The High Court held a judicial review of the assembly government’s plan. Last month, Justice Lloyd Jones heard two days of submissions during a hearing, and today, he ruled that the plan was not formed unlawfully, as the charity had claimed.
The proposed cull will take place over the next few months and will cover north Pembrokeshire and parts of Ceredigion and Carmarthenshire, areas which the assembly government claim have ‘endemic’ bovine TB infections.
Elin Jones, the rural affairs minister, said: ‘Bovine TB is out of control and unsustainable, and, last year, cost the taxpayer nearly £24 million in compensating farmers.
‘This is a dramatic rise since 2000, when the compensation bill was just over £1 million. In 1997, about 700 cattle were culled because of bovine TB. This increased to 12,000 by 2008.
‘We know that cattle and badgers are the main sources of the disease and that, if we want to achieve our aim of eradicating bovine TB, we have to tackle the disease in both species.’
However, Jack Reedy, director of the Badger Trust, said that the cull was ‘not legal’, and added: ‘There is no justification for it, because it would not be effective.
‘The Bern Convention requires that [culling can take place only] to eradicate diseases. All the scientific evidence demonstrates that culling does not eradicate disease. The cull is not supported by the science.’
‘The decision to cull cannot lead to any significant long-term gain in the fight against bovine TB, even with the complete extermination of our native badgers. All this will be seen in a few years time for what it is—a tragic wrong turn that did nothing to solve the problem.’

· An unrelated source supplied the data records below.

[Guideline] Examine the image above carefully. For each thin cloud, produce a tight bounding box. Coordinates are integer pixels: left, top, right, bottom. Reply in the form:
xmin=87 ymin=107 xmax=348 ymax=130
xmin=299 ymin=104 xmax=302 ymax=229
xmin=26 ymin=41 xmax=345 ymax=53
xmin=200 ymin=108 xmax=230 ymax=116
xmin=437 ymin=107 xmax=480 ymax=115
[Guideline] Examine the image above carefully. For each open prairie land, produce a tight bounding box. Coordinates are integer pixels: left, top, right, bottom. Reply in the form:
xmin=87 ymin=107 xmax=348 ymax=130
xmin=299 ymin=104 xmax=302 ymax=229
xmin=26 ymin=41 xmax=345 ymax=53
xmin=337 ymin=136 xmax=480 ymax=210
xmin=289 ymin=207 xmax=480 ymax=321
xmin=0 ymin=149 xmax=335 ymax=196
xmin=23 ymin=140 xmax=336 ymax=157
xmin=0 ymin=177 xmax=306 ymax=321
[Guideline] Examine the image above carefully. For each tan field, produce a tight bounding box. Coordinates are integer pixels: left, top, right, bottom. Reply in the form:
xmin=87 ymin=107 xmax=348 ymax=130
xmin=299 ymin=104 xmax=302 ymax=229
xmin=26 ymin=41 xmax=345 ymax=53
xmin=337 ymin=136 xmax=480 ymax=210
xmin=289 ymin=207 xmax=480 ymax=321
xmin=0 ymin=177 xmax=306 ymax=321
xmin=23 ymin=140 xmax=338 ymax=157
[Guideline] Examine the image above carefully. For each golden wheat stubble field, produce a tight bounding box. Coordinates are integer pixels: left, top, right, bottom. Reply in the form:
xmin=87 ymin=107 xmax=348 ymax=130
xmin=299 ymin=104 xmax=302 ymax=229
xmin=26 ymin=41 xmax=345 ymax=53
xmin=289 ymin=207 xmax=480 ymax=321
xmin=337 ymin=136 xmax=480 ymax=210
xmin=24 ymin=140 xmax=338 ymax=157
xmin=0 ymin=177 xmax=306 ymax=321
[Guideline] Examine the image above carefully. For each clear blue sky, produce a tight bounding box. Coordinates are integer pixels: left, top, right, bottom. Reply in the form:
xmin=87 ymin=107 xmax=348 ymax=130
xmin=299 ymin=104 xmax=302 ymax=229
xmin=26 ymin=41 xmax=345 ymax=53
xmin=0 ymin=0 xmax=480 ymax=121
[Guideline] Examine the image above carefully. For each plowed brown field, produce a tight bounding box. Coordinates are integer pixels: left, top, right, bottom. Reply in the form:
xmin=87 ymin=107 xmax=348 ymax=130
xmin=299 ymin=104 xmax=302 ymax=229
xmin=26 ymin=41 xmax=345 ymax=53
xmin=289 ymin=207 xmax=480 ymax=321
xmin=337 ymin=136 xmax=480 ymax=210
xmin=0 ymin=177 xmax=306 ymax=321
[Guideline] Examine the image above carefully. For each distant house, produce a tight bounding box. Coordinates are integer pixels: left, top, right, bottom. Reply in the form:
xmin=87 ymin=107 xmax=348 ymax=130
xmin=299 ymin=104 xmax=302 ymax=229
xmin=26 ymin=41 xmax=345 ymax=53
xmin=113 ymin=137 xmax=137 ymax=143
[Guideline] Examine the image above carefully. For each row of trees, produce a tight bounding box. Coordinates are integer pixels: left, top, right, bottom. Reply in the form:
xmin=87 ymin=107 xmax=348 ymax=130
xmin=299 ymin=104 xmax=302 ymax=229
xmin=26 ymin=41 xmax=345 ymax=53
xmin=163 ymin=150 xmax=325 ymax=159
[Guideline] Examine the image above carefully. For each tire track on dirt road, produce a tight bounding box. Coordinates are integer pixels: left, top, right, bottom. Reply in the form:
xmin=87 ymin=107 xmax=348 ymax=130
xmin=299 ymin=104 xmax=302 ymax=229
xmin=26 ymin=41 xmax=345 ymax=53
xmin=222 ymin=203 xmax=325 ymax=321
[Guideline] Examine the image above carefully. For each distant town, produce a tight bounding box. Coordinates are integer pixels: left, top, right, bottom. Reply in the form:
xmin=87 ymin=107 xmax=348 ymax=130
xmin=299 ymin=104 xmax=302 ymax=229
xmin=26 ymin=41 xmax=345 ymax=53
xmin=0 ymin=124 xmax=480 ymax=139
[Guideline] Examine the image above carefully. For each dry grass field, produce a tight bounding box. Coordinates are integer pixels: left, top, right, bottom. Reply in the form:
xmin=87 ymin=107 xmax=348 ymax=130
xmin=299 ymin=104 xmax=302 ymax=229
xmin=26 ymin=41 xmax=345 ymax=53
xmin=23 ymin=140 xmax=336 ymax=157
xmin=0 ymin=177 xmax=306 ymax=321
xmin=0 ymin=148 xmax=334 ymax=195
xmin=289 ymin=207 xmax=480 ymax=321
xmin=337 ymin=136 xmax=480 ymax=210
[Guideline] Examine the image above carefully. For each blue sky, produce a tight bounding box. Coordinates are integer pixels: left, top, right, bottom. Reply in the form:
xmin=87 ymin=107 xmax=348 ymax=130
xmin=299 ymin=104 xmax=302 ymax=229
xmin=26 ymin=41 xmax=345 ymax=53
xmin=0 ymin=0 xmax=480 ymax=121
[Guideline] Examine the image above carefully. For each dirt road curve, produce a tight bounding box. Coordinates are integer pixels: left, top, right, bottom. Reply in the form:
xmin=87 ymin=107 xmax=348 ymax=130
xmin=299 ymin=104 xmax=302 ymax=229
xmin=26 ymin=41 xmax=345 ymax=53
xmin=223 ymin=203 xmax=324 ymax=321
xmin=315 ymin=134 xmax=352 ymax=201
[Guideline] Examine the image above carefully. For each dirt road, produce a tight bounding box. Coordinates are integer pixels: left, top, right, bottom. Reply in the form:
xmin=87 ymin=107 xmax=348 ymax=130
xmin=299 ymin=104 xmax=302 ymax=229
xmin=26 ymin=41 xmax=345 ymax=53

Other animal-welfare groups have expressed their concerns at the proposed cull. RSPCA senior wildlife scientist Colin Booty commented: ‘This decision to eliminate badgers from a large area of the Welsh countryside is wrong.’
Mr Booty noted that a 10-year study by the Independent Scientific Group on TB in cattle, which cost £50 million and killed 11,000 badgers, showed that culling carried the risk of actually spreading the disease further.
He added that most badgers aren’t even infected with TB: ‘A study of dead badgers by the assembly government published in January 2007 found that seven out of eight badgers tested negative for the disease.’
During the hearing, the Badger Trust’s barrister, David Wolfe, said that there was a discrepancy in approach between having a cull in Pembrokeshire but possibly vaccinating in other parts of Wales at a later date.
The assembly government’s barrister, Timothy Corner QC, argued that vaccination has not been qualified scientifically.
Mr May said that he will not be giving up the fight: ‘We are taking advice on appealing at a higher level.’